Edited by Madhavi Roy, Senior Editor, The Indian Economist

At the time of his suicide, Hitler’s official place of residence was in Munich, which led to his entire estate, including all rights to Mein Kampf, changing to the ownership of the state of Bavaria. As per German copyright law, the entire text is scheduled to enter the public domain on 1 January 2016, 70 years after the author’s death. The government of Bavaria, in agreement with the federal government of Germany, refuses to allow any copying or printing of the book in Germany.

As we enter 2015, the question that needs to be answered before 1 January 2016 is, Should Germany lift the ban on the printing and copying of Mein Kampf?

Mein Kampf is an autobiographical manifesto written by Adolf Hitler, the leader of the Nazi Party, in which he prersents his political ideology and future aspirations for Germany. Volume 1 of Mein Kampf was published in 1925 and Volume 2 in 1926. The book was edited by Rudolf Hess.

Hitler’s beliefs of racial superiority and his aspirations for the creation of a new world order are resonated in his book which projects scientific rationale behind his ideologies. Hitler garnered support from people and institutions on the basis of these ideologies, which acted as his arms and ammunition as he set about turning an entire nation against the Jews and began the systematic persecution of the Jews. The memories of the Holocaust still haunt the very heart of Germany as a nation, when 6 million Jews were brutally murdered in a nation that had been their home for centuries. Allowing the publication of Mein Kampf would hurt the sentiments and feelings of the Holocaust survivors.

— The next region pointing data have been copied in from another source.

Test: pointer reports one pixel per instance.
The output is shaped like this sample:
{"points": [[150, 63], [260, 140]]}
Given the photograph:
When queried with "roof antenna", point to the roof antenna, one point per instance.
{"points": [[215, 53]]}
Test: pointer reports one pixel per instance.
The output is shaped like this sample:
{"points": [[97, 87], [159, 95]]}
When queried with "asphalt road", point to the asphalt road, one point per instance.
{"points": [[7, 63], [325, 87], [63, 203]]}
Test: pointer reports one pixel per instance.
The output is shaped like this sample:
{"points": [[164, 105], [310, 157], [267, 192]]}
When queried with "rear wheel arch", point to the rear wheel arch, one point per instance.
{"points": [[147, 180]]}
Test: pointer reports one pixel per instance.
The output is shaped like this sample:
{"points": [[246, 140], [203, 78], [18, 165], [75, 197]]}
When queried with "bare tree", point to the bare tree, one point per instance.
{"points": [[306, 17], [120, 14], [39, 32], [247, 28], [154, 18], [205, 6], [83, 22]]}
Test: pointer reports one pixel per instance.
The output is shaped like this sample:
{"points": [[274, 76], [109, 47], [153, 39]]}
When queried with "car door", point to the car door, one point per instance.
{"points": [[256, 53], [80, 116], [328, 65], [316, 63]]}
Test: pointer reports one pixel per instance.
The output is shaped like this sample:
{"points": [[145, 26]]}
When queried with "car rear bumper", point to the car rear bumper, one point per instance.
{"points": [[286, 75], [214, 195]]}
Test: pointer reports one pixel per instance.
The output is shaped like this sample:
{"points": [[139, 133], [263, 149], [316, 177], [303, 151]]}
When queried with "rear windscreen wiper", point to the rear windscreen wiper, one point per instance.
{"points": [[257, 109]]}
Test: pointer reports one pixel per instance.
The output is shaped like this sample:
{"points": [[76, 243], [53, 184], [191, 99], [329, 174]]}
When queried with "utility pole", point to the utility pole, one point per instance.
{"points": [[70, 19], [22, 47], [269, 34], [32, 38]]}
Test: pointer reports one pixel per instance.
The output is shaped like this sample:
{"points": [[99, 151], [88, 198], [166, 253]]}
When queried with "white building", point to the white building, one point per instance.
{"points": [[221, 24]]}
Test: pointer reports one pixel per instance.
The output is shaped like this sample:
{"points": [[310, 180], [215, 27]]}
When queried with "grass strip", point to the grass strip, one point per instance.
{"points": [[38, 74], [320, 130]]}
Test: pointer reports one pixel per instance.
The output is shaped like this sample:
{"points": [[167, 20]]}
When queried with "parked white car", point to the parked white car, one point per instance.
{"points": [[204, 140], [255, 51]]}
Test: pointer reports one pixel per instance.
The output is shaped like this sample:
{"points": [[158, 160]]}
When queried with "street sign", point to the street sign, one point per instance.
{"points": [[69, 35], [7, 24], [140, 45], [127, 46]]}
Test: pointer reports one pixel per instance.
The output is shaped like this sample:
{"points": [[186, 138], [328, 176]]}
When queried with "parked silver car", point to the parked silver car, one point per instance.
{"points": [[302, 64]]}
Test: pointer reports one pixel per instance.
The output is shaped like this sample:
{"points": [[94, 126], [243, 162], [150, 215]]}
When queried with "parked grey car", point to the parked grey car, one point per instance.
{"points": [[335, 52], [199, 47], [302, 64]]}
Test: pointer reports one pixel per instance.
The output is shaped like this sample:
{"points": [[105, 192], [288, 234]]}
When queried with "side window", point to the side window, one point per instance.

The present German society is very different from the one under Nazi rule when Jews, Gypsies and disabled people were not considered citizens of Germany. As a democracy, the principles of fraternity and harmony thrive in present day Germany which has moved forward, setting aside the horrors of the Nazi rule. However, Mein Kampf, affects people on a deeper ideological and subconscious level. While hard discrimination against any section is illegal in a democracy, Mein Kampf can impact people thereby implanting the ideas of racial superiority in their minds, leading to potential soft discrimination against certain sections of the society.

Another fundamental reason why the ban on the book should not be lifted is the existence of Neo Nazi streams of thought in German discourse. Allowing the printing and copying of Mein Kampf would create a leeway for these Neo Nazi groups to publish their own versions of the book. Neo Nazi groups are a threat to the current state of Germany and allowing them to publish their own editions could create an opportunity for these groups to increase their public support and footing.

It has been nearly 70 years since HItler committed suicide. At the end of the Second World War, Hitler’s actions and Nazi ideology are almost universally regarded as gravely immoral. Hitler’s political programme brought about a world war, leaving behind a devastated and impoverished Eastern and Central Europe. Hitler’s policies inflicted human suffering on an unprecedented scale; according to R.J. Rummel, the Nazi regime was responsible for the democidal killing of an estimated 19.3 million civilians and prisoners of war. Allowing the publication of Hitler’s book, a book that espouses every single ideology that led to the ruin of the world, would indirectly be a glorification of the man.

Lastly, is censorship and banning the book necessarily a legitimate action that the German state can pursue? The primary role of every democratic state is to promote the ideals of democracy. It is the state’s responsibility to ensure social freedom and take stringent action against discriminatory practices. As a book that threatens the core fundamentals of democracy and equality, the State is perfectly legitimate to ban the printing of Mein Kampf.

What happens in 2015 is yet to be seen. But it is evident that the legacy of Hitler will continue to haunt Germany and its people even 70 years after his death.


Prerna Kundu is a first year Economics Honours student at Sri Ram College of Commerce, Delhi University. A part of the debating society, she is fascinated by politics and economics. Her love for reading is nurtured by an inquisitive nature and her favourite genres are historical fiction, classical literature and fantasy. She loves to travel and dreams of trekking around the world once in her life.